The Robb-Silberman Commission, which investigated what went wrong with American intelligence in the run-up to the invasion, said it was unclear who forged the documents and why. It turned over classified "factual findings concerning the potential source of the forgeries" to the FBI.

What has happened to these findings is a Washington mystery.

The commission, which was highly critical of the intelligence community, was generally open with its criticism, but it kept the forgery details confidential. It was no doubt reluctant to compromise sources and methods of the CIA.

From the inception of the yellow-cake controversy, there have been reports that foreign intelligence sources were involved. Most attention has been focused on Italy's intelligence service.

Yet, why Italy would have wanted to plant such a forged document has never been explained. Suspicions that the Italians might have done so on request have flourished.

It was the International Atomic Energy Agency that eventually found that the yellow-cake documents were forgeries. Both the British government and the United States were said to have been duped.

Although the contract and other papers in which the Iraqis appeared to be purchasing yellow-cake from Niger were fakes, they had passed muster from the nation's multibillion-dollar intelligence apparatus.

It was the IAEA, an agency that is regularly maligned as inept by this country's national-security establishment, which quickly found that the documents were riddled with flaws in the letterhead, forged signatures, misspelled words, incorrect titles for individuals and government entities and - in one case - a date for a meeting that said Wednesday, July 7, 2000. July 7, 2000, was a Friday.
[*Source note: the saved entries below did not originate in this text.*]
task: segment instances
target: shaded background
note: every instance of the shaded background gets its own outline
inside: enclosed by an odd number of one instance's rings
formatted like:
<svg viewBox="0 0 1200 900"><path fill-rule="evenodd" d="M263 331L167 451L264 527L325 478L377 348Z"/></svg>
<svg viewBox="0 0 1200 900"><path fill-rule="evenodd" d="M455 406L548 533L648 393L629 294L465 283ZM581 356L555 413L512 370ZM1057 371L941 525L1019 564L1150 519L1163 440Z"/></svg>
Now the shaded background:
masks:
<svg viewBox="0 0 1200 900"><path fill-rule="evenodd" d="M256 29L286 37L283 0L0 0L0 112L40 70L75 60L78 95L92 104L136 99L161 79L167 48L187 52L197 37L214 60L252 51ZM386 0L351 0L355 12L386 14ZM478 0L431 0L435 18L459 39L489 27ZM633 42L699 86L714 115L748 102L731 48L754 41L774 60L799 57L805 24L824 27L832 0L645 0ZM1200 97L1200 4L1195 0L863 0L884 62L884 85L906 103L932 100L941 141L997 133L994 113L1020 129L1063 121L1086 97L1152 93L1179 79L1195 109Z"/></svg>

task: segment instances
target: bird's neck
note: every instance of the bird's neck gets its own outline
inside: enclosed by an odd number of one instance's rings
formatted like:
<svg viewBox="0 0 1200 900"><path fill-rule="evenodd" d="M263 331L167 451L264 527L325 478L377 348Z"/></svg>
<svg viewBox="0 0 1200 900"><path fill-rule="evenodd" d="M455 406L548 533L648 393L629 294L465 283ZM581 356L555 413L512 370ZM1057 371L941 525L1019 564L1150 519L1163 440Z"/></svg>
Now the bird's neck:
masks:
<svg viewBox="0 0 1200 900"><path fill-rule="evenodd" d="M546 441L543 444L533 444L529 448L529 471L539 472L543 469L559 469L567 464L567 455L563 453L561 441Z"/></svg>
Those who have seen these papers rule out the possibility that they could have been produced in the United States or Britain and slipped to the Italians. A first-rate Western intelligence service could never have produced such poor quality fakes.

But a first-rate Western intelligence service could never have fallen for such amateurish forgeries, either.

Forgery is a crime, but what about failing to notice it when it leaps out at you like a snake? It took the U.S. intelligence community six months to evaluate the authenticity of the yellow-cake documents - time for a major failure of the intelligence system.

As for the forgeries, the Robb-Silberman Commission apparently has a well-founded suspicion whodunit. It turned that over to the FBI. The rest of us will have to wait.

 

John Hall is the senior Washington correspondent of Media General News Service.